Beaucoup de personnes constatent une diminution de leur odorat avec l'âge et l'attribuent à un simple désagrément. Pourtant, la perte d'odorat apparaît souvent des années avant des problèmes de mémoire ou un ralentissement de la marche, ce qui laisse entrevoir des modifications plus profondes du cerveau et du corps. Cette étude pose une question simple mais importante : existe-t-il des substances dans notre sang qui relient la qualité de l'odorat à la qualité de la cognition et de la mobilité ? En examinant des graisses sanguines spécifiques chez des personnes âgées, les chercheurs commencent à relier le nez, le cerveau et la fonction physique.

Figure 1. Les graisses sanguines pourraient relier le sens de l'odorat à la santé cérébrale et à la mobilité chez les personnes âgées.
Figure 1. Les graisses sanguines pourraient relier le sens de l'odorat à la santé cérébrale et à la mobilité chez les personnes âgées.

Olfaction, tests cognitifs et vitesse de marche

Les chercheurs se sont appuyés sur les données de 656 adultes de la longue étude de Baltimore sur le vieillissement, la plupart étant dans la soixantaine avancée ou début de la septantaine. Les participants ont passé un test d'odorat à l'aide de stylos parfumés, des épreuves de mémoire et de fonctions exécutives comme le rappel de listes de mots et l'appariement de symboles, ainsi que des tests physiques comprenant la vitesse de marche, une marche de 400 mètres et des levers de chaise. Comme observé auparavant, les personnes identifiant davantage d'odeurs avaient tendance à obtenir de meilleurs résultats à plusieurs tests cognitifs et à marcher plus vite, tandis que celles ayant un odorat altéré présentaient plus souvent des signes de déficience cognitive et une mobilité réduite.

Un examen plus détaillé des lipides sanguins

Ensuite, l'équipe a analysé des centaines de molécules lipidiques dans des échantillons sanguins à jeun, les regroupant en familles selon leur composition chimique et la longueur de leurs chaînes de carbone. Ils se sont concentrés sur six classes principales de lipides et ont cherché lesquelles étaient liées à la fois à l'odorat et aux fonctions cérébrales et physiques. Deux groupes étroitement apparentés se sont démarqués : les sphingomyélines et les glycosylcéramides, en particulier ceux à chaîne carbonée longue ou très longue. Des niveaux plus élevés de ces lipides étaient associés à une meilleure identification des odeurs, de meilleures performances aux tests d'attention et de vitesse de traitement, à de l'agilité manuelle et à de meilleures performances de marche et d'équilibre.

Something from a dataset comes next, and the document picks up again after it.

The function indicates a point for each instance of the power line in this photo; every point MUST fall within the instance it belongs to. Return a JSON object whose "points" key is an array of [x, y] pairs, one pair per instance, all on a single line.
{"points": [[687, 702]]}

Comment ces lipides pourraient relier le nez et le cerveau

Les sphingomyélines et les glycosylcéramides sont des éléments essentiels des membranes cellulaires, y compris celles des cellules sensorielles olfactives dans le nez et de l'enveloppe isolante — la myéline — qui entoure les fibres nerveuses dans le cerveau. L'étude a montré que les versions à très longue chaîne de ces lipides réduisaient partiellement la force de l'association entre les scores d'odorat et les mesures cognitives et motrices. En termes simples, une fois le niveau de ces lipides pris en compte, l'odorat restait lié aux fonctions, mais de manière moins marquée. Des analyses supplémentaires suggèrent que ces lipides pourraient se situer le long de la voie qui relie l'odorat aux résultats cognitifs et physiques.

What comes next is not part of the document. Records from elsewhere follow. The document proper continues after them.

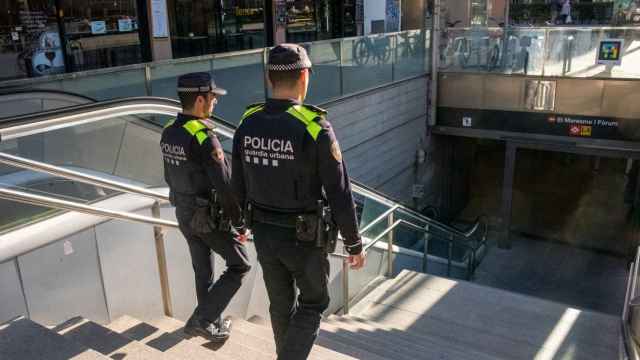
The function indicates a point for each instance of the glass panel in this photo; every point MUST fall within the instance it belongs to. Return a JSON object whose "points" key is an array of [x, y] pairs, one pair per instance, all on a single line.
{"points": [[120, 84], [301, 21], [410, 55], [206, 27], [164, 76], [325, 80], [29, 39], [243, 77], [101, 33], [367, 62], [525, 51]]}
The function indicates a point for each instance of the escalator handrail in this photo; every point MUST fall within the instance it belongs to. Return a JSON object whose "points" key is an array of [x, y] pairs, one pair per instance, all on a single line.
{"points": [[68, 115], [389, 201]]}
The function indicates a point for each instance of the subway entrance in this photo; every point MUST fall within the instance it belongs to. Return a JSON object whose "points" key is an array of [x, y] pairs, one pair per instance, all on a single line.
{"points": [[564, 220]]}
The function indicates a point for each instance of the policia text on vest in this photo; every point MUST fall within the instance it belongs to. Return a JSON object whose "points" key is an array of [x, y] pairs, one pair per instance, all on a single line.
{"points": [[289, 172], [199, 179]]}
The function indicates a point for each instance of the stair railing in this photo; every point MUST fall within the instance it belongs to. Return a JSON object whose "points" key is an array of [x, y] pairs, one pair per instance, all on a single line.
{"points": [[426, 231], [630, 320]]}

Figure 2. Certains lipides sanguins pourraient soutenir les membranes neuronales et la myéline qui contribuent à l'odorat, à la pensée et à la marche.
Figure 2. Certains lipides sanguins pourraient soutenir les membranes neuronales et la myéline qui contribuent à l'odorat, à la pensée et à la marche.

Indices issus des connexions cérébrales, de l'alimentation et de la graisse corporelle

Pour explorer les mécanismes possibles, les chercheurs ont examiné des IRM cérébrales, des enquêtes alimentaires et des scanners de la graisse abdominale sur des sous-échantillons. Des niveaux plus élevés des lipides identifiés étaient associés à une meilleure intégrité de la substance blanche dans des voies importantes pour la mémoire et le mouvement, comme les connexions impliquant l'hippocampe et les grandes voies reliant les deux hémisphères. Ces lipides montraient aussi des liens modestes avec des habitudes alimentaires plus saines et une moindre graisse viscérale profonde, bien que ces facteurs n'expliquent pas entièrement les résultats. Ensemble, les résultats suggèrent que les lipides sanguins pourraient refléter la santé de l'isolation neuronale et du flux de signal qui soutiennent à la fois l'odorat et les fonctions quotidiennes.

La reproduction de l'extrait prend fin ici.